Confusion about multilabels/softmax in BERT

Hello all,

I’m trying to train a BERT model for multiclass and multilabel classification (4 different labels for 5 different classes). I’m using this tutorial for multi-class classification which does binary classification.
I tried to modify the code to fit my problem by changing the criterion to CrossEntropyLoss and the output in forward to softmax instead of sigmoid (see commented out sections in init and forward).

class MovieTagger(pl.LightningModule):

  def __init__(self, n_classes: int, n_training_steps=None, n_warmup_steps=None):
    super().__init__()
    self.bert = BertModel.from_pretrained(BERT_MODEL_NAME, return_dict=True)
    self.classifier = nn.Linear(self.bert.config.hidden_size, n_classes)
    self.n_training_steps = n_training_steps
    self.n_warmup_steps = n_warmup_steps
    self.criterion = nn.CrossEntropyLoss()#nn.BCELoss()

  def forward(self, input_ids, attention_mask, labels=None):
    output = self.bert(input_ids, attention_mask=attention_mask)
    output = self.classifier(output.pooler_output)
    output = torch.softmax(output) #torch.sigmoid(output)  
    loss = 0
    if labels is not None:
        loss = self.criterion(output, labels)
    return loss, output

  def training_step(self, batch, batch_idx):
    input_ids = batch["input_ids"]
    attention_mask = batch["attention_mask"]
    labels = batch["labels"]
    loss, outputs = self(input_ids, attention_mask, labels)
    self.log("train_loss", loss, prog_bar=True, logger=True)
    return {"loss": loss, "predictions": outputs, "labels": labels}

  def validation_step(self, batch, batch_idx):
    input_ids = batch["input_ids"]
    attention_mask = batch["attention_mask"]
    labels = batch["labels"]
    loss, outputs = self(input_ids, attention_mask, labels)
    self.log("val_loss", loss, prog_bar=True, logger=True)
    return loss

  def test_step(self, batch, batch_idx):
    input_ids = batch["input_ids"]
    attention_mask = batch["attention_mask"]
    labels = batch["labels"]
    loss, outputs = self(input_ids, attention_mask, labels)
    self.log("test_loss", loss, prog_bar=True, logger=True)
    return loss

  def training_epoch_end(self, outputs):
    
    labels = []
    predictions = []
    for output in outputs:
      for out_labels in output["labels"].detach().cpu():
        labels.append(out_labels)
      for out_predictions in output["predictions"].detach().cpu():
        predictions.append(out_predictions)

    labels = torch.stack(labels).int()
    predictions = torch.stack(predictions)

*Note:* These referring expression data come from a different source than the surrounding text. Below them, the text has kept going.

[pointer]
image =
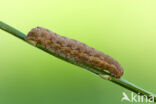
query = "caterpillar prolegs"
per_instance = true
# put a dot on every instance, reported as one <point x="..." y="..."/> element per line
<point x="75" y="50"/>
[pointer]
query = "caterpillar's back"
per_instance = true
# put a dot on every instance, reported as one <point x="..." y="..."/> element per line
<point x="76" y="50"/>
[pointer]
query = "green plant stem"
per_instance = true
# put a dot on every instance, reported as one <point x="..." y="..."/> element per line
<point x="102" y="74"/>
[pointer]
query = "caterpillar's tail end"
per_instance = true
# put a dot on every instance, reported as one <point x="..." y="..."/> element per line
<point x="116" y="71"/>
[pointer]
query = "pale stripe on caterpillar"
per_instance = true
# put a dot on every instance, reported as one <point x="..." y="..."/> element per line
<point x="80" y="52"/>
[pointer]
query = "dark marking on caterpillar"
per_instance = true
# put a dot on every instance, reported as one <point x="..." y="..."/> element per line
<point x="73" y="49"/>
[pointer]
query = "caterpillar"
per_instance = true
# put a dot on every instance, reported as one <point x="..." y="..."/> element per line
<point x="75" y="50"/>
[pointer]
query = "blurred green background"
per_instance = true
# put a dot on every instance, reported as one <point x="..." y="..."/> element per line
<point x="124" y="29"/>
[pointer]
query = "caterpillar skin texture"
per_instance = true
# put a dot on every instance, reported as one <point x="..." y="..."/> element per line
<point x="73" y="49"/>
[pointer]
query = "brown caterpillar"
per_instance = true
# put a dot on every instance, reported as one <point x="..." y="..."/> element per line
<point x="70" y="48"/>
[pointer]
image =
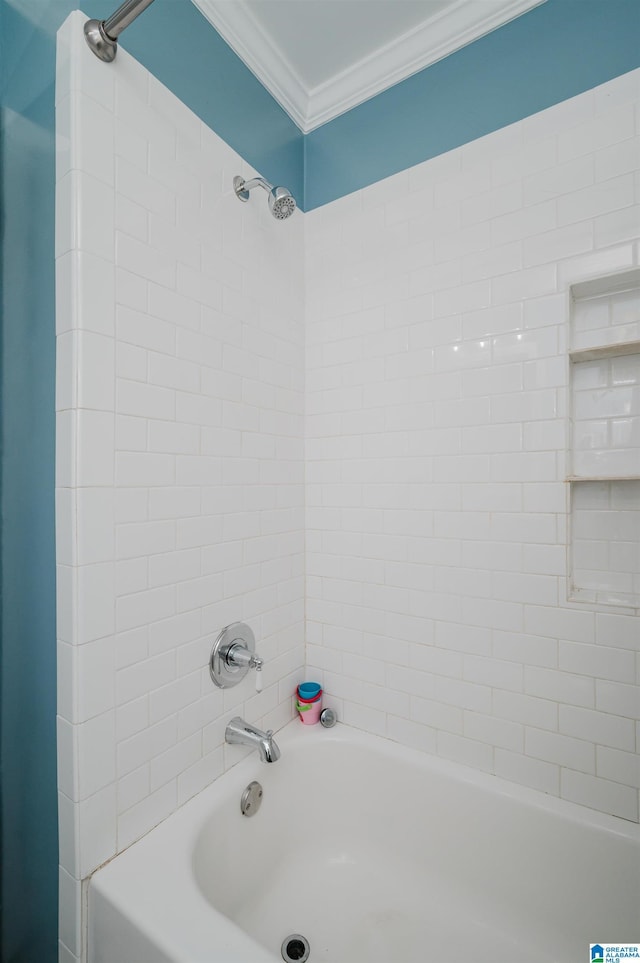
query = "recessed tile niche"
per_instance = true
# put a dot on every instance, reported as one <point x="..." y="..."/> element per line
<point x="604" y="455"/>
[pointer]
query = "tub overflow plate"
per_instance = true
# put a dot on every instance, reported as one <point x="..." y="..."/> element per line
<point x="295" y="949"/>
<point x="251" y="799"/>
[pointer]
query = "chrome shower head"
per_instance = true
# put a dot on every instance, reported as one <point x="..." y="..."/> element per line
<point x="281" y="201"/>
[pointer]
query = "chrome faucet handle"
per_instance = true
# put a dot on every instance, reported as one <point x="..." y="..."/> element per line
<point x="232" y="655"/>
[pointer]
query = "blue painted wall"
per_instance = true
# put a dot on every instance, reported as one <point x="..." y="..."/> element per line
<point x="554" y="52"/>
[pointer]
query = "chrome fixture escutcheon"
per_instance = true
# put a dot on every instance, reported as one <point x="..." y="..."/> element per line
<point x="232" y="655"/>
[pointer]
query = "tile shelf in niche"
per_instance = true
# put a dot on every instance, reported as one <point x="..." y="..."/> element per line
<point x="574" y="478"/>
<point x="604" y="351"/>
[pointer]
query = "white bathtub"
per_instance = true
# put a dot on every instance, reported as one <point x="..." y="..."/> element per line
<point x="376" y="854"/>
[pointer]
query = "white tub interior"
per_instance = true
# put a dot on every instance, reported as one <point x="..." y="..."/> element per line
<point x="374" y="853"/>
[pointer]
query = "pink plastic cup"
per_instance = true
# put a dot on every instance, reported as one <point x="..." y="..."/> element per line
<point x="309" y="712"/>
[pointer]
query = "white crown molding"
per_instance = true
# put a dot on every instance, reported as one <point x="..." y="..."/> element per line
<point x="436" y="38"/>
<point x="255" y="48"/>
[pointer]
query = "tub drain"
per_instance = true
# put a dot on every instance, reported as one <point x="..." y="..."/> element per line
<point x="295" y="949"/>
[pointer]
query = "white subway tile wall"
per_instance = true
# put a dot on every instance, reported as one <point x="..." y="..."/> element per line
<point x="434" y="310"/>
<point x="437" y="429"/>
<point x="180" y="502"/>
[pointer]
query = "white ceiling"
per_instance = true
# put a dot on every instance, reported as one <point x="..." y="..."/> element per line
<point x="319" y="58"/>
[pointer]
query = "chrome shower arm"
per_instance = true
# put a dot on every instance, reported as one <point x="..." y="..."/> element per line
<point x="123" y="16"/>
<point x="102" y="35"/>
<point x="257" y="182"/>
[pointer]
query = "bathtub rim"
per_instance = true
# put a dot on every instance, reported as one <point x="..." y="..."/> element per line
<point x="115" y="883"/>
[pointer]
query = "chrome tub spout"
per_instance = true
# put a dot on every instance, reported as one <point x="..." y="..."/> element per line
<point x="241" y="733"/>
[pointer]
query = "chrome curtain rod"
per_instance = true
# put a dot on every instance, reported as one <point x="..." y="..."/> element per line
<point x="102" y="35"/>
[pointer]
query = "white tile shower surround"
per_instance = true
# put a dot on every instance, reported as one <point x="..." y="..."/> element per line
<point x="437" y="377"/>
<point x="436" y="392"/>
<point x="180" y="474"/>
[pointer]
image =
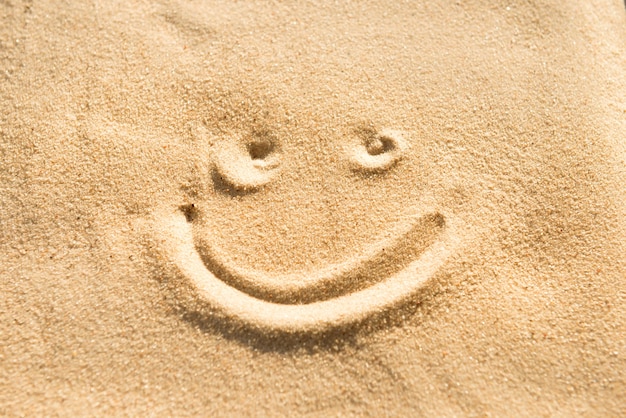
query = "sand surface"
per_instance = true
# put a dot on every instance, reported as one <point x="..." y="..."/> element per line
<point x="232" y="208"/>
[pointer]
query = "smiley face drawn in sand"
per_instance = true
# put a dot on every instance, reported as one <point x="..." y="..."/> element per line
<point x="375" y="278"/>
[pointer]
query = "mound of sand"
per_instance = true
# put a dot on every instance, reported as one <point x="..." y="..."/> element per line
<point x="313" y="208"/>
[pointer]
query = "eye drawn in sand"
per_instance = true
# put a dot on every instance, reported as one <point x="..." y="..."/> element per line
<point x="385" y="274"/>
<point x="244" y="163"/>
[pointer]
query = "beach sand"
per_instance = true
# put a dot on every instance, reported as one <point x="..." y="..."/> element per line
<point x="314" y="208"/>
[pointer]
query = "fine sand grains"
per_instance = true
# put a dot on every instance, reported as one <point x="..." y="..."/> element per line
<point x="312" y="208"/>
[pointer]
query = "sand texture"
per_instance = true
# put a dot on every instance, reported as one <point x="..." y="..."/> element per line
<point x="313" y="208"/>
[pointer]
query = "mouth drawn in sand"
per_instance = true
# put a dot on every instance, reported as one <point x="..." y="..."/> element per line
<point x="384" y="275"/>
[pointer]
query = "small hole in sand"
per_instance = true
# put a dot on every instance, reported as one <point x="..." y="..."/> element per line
<point x="261" y="146"/>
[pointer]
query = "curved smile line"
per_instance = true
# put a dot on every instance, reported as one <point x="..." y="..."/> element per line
<point x="307" y="317"/>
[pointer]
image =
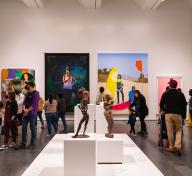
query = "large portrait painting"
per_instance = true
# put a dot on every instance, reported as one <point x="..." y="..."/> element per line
<point x="119" y="72"/>
<point x="66" y="73"/>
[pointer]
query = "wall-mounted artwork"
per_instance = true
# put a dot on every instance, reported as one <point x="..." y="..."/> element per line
<point x="119" y="72"/>
<point x="163" y="82"/>
<point x="12" y="79"/>
<point x="66" y="73"/>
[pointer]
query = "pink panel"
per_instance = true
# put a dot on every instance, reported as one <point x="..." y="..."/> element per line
<point x="163" y="83"/>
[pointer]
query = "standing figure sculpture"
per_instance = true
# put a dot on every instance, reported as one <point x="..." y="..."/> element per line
<point x="84" y="96"/>
<point x="108" y="103"/>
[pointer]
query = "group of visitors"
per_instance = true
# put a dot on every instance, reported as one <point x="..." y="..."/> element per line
<point x="137" y="108"/>
<point x="23" y="110"/>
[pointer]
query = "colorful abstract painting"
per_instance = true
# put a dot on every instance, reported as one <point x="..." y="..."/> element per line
<point x="66" y="74"/>
<point x="12" y="79"/>
<point x="119" y="72"/>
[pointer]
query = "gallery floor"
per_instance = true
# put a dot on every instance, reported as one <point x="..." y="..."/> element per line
<point x="14" y="163"/>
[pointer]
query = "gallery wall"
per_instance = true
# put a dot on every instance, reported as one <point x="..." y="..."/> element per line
<point x="120" y="26"/>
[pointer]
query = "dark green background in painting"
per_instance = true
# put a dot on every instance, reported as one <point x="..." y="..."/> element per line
<point x="55" y="65"/>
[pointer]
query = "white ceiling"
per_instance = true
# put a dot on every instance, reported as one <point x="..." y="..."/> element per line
<point x="94" y="4"/>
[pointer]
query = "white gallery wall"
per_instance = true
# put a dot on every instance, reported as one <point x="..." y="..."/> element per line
<point x="119" y="26"/>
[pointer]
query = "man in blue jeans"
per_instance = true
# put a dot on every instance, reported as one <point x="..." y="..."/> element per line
<point x="29" y="115"/>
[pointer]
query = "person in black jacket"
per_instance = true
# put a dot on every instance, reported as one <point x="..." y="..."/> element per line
<point x="61" y="110"/>
<point x="10" y="120"/>
<point x="141" y="110"/>
<point x="173" y="103"/>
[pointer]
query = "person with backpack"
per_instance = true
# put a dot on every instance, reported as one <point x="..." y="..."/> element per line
<point x="10" y="121"/>
<point x="30" y="107"/>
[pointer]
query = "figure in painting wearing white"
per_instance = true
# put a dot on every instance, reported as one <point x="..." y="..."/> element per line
<point x="68" y="82"/>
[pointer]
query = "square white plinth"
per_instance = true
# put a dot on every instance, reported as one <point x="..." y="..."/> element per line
<point x="109" y="150"/>
<point x="80" y="157"/>
<point x="101" y="123"/>
<point x="78" y="116"/>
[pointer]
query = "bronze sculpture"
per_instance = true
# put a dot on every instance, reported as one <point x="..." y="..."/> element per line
<point x="108" y="103"/>
<point x="83" y="94"/>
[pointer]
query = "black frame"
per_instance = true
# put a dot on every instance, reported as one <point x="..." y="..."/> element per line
<point x="46" y="55"/>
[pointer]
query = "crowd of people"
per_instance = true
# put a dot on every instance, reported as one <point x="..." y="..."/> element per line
<point x="23" y="110"/>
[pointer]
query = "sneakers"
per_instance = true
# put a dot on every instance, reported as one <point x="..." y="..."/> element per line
<point x="30" y="146"/>
<point x="4" y="147"/>
<point x="22" y="146"/>
<point x="143" y="133"/>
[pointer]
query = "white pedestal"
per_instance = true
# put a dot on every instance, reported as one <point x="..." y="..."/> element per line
<point x="109" y="150"/>
<point x="101" y="123"/>
<point x="78" y="116"/>
<point x="80" y="157"/>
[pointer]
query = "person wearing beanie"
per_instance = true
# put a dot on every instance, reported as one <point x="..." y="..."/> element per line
<point x="173" y="103"/>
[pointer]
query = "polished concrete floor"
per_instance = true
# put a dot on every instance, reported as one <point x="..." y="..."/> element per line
<point x="13" y="163"/>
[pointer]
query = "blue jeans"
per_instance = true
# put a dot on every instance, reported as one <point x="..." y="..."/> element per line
<point x="51" y="119"/>
<point x="31" y="120"/>
<point x="62" y="116"/>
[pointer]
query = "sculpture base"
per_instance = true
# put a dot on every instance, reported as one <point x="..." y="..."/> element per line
<point x="81" y="136"/>
<point x="109" y="135"/>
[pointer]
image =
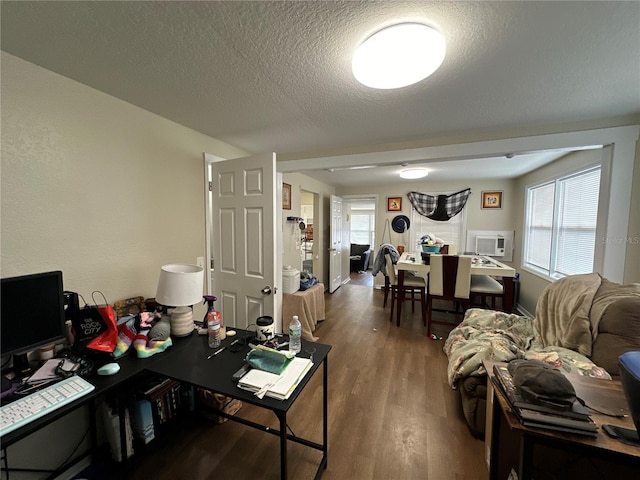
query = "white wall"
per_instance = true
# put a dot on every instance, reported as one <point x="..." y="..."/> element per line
<point x="98" y="188"/>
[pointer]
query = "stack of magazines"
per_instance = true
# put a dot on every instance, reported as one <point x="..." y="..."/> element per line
<point x="575" y="420"/>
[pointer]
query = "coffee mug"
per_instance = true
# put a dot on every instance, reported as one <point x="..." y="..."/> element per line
<point x="265" y="328"/>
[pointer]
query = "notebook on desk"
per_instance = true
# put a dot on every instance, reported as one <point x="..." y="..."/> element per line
<point x="283" y="384"/>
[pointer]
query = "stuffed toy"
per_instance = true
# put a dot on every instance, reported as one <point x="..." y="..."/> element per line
<point x="147" y="332"/>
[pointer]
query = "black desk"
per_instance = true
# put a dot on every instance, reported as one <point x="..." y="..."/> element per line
<point x="186" y="361"/>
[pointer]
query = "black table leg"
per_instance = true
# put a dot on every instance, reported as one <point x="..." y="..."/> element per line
<point x="283" y="444"/>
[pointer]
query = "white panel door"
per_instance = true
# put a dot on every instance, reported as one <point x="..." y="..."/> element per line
<point x="335" y="250"/>
<point x="244" y="237"/>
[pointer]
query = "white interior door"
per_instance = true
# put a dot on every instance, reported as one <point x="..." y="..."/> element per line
<point x="243" y="238"/>
<point x="335" y="249"/>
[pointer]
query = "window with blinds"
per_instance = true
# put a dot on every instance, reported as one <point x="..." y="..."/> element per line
<point x="560" y="224"/>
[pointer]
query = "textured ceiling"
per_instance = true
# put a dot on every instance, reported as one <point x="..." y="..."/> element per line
<point x="275" y="76"/>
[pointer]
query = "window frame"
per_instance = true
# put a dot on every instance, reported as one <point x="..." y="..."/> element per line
<point x="551" y="273"/>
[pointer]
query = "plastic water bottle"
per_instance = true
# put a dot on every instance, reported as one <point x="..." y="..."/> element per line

    for i, name in enumerate(df[9:]):
      class_roc_auc = auroc(predictions[:, i], labels[:, i])
      self.logger.experiment.add_scalar(f"{name}_roc_auc/Train", class_roc_auc, self.current_epoch)


  def configure_optimizers(self):

    optimizer = AdamW(self.parameters(), lr=2e-5)

    scheduler = get_linear_schedule_with_warmup(
      optimizer,
      num_warmup_steps=self.n_warmup_steps,
      num_training_steps=self.n_training_steps
    )

    return dict(
      optimizer=optimizer,
      lr_scheduler=dict(
        scheduler=scheduler,
        interval='step'
      )
    )

When I try to run

_, predictions = model(sample_batch["input_ids"], sample_batch["attention_mask"])

I get the error

'softmax() received an invalid combination of arguments - got (Tensor), but expected one of:

  • (Tensor input, int dim, torch.dtype dtype)
  • (Tensor input, name dim, *, torch.dtype dtype)’

If I keep sigmoid I get predictions but get a different error because of the crossentropyloss when evaluating:

RuntimeError: 1D target tensor expected, multi-target not supported

How can I modify the Bert model correctly to handle my multilabel classification?
I don’t understand most of what’s going on in the Tagger class well enough to figure it out myself right now.
Any help or resources are greatly appreciated!

The error is due to the fact that torch.softmax(...) function expects a tensor & a dimension along which to compute the softmax. You can either use torch.nn.Softmax(..) which by default computes the softmax across the last layer or call torch.softmax(output, dim=-1)

Thank you, you’re right, that small change fixed that error :grinning_face_with_smiling_eyes:
I’m still stuck on the evaluation though…
I tried

criterion = nn.CrossEntropyLoss()
labels = sample_batch["labels"]
criterion(predictions, labels)

but I get the same RuntimeError: 1D target tensor expected, multi-target not supported error.
And I think there is something wrong with my predictions in general.
My labels are of shape [8, 5] but predictions are [8, 5509]. Shouldn’t they be the same? Or something like [8,5,4]?